With soundcheck over it was time to kill time. Wander the halls, take a nap, walk the streets, maybe talk to a stranger or two, eat dinner. Most shows, almost every show, it’s catering. Over baked but more than likely under baked chicken, a vegetable, a potato of some kind is the the norm. This night would be different, the tour manager handed us cash, dinner was a buyout. We were on our own, we had to fend for ourselves. This can be good, this can be bad. If your at some off the interstate venue this means fast food or at best a chain joint. You can always pocket the money, save it for some truck stop trinket to bring home to your loved one, but this means a peanut butter sandwich with a handful of chips on the bus. As I said before this night would be differed, so very different. You see the venue was not off the interstate somewhere in the middle of nowhere, this venue was the Lincoln Center in New York City.
The heart of the theatre district, surrounded by some of the best food in the world. There was no way I was eating peanut butter and jelly when every imaginable culinary delight was within a three block walk. What was it going to be, the soup nazi was just down the street along with the Carnegie Deli, so was what I was told, the best Cuban restaurant outside of Havana. Then there was pizza, I know New York pizza is the best but I am from Chicago, end of discussion. I wanted something I had not had in awhile, something that I could not get back in Nashville, something that I would remember and talk about for days to come. I grew up in a Italian home, eating pasta at least twice a week. Nothing came from a jar, everything was made from scratch. The smell of the sauce filled the house all day and when you finely made it to the table it was nothing less than an event. Patsy’s Italian Restaurant on West 56th street between Broadway & 8th ave. that is were I needed to go.
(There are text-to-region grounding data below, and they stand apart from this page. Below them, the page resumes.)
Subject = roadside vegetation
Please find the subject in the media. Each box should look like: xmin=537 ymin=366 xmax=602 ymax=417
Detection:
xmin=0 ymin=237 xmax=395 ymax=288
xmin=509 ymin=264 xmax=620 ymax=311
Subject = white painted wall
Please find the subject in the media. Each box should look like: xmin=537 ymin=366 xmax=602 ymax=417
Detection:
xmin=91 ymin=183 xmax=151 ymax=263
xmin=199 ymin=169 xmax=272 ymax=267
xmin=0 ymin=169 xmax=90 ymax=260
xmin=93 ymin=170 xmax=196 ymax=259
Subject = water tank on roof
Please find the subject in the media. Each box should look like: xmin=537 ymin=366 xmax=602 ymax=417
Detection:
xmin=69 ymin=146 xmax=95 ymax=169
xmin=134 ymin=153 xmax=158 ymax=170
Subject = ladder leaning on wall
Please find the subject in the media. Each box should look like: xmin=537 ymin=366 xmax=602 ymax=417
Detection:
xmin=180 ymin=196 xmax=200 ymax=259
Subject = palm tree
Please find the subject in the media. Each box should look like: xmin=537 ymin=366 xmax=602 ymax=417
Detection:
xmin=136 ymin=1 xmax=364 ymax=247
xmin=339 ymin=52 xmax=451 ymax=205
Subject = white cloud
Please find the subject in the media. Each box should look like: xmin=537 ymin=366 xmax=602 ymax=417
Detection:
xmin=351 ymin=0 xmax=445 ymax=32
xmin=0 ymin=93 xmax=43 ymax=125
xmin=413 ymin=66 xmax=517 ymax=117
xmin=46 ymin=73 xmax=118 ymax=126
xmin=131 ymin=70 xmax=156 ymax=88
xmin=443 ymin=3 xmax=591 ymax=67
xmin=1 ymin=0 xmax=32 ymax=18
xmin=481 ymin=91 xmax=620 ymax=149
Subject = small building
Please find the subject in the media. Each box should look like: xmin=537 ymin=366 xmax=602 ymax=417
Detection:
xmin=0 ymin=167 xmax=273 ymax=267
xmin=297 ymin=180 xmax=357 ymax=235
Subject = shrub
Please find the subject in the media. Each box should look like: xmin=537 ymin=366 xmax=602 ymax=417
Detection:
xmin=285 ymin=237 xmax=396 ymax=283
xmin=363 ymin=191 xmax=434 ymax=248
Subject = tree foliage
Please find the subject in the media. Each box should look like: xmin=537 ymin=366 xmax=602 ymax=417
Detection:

It was a walk in a cold rain to then be rewarded with white table clothes and Dean Martin singing in the background. Frank Sinatra claim this to be his favorite, I had to wonder what table used to be his. The smell of garlic and basil filled the room as it should. We were seated at a table upstairs surrounded by diners all engaged in there meals, laughter and conversation coming at us from all directions. The event had started for them and was about to begin for us. Our waiter was an older gentlemen with his white shirt black bow tie and grey hair combed back with a style that was his own. He spoke broken english but in a very distinguish way. When I heard him say Pasta Fagioli I was instantly brought back to my childhood, I could see my Nonie standing in the kitchen, a wooden spoon in hand telling me stories of the past. When He placed the bowl in front of me I heard her say “eat, eat”. The taste was overwhelming it was so smooth, smooth like silk. It was the same, it was just as I had remembered, it used to be my favorite, it was what I always asked her to make me. I could have stopped there and walked away so very happy but I had to try more. I wanted to keep it simple, I still had a show to shoot, putting myself into a food coma would not be a good thing. I just want a plate of Spaghetti and meatballs, topped with fresh graded cheese, and a bit of crushed red pepper. He brought me just that and it was the best, the best I have had in years. The smell, the texture of the pasta, the taste of the veal, it was all there. I had no room left, I was spent, as much as I wanted to order more, try it all, I had to quite. My unfinished plate would travel with me in a foil tin, back to the bus for lunch the next day. We walked back in the rain and all I could think of was this story, how good my meal was, and my Nonie and how much I missed her.
The next day I decided not to have my leftovers and had a peanut butter sandwich instead. I want to bring them home to her, she had to know how good it really was. Some people eat to live, I live to eat and on a cold rainy night In New York City I lived and lived in the past for just a moment or two.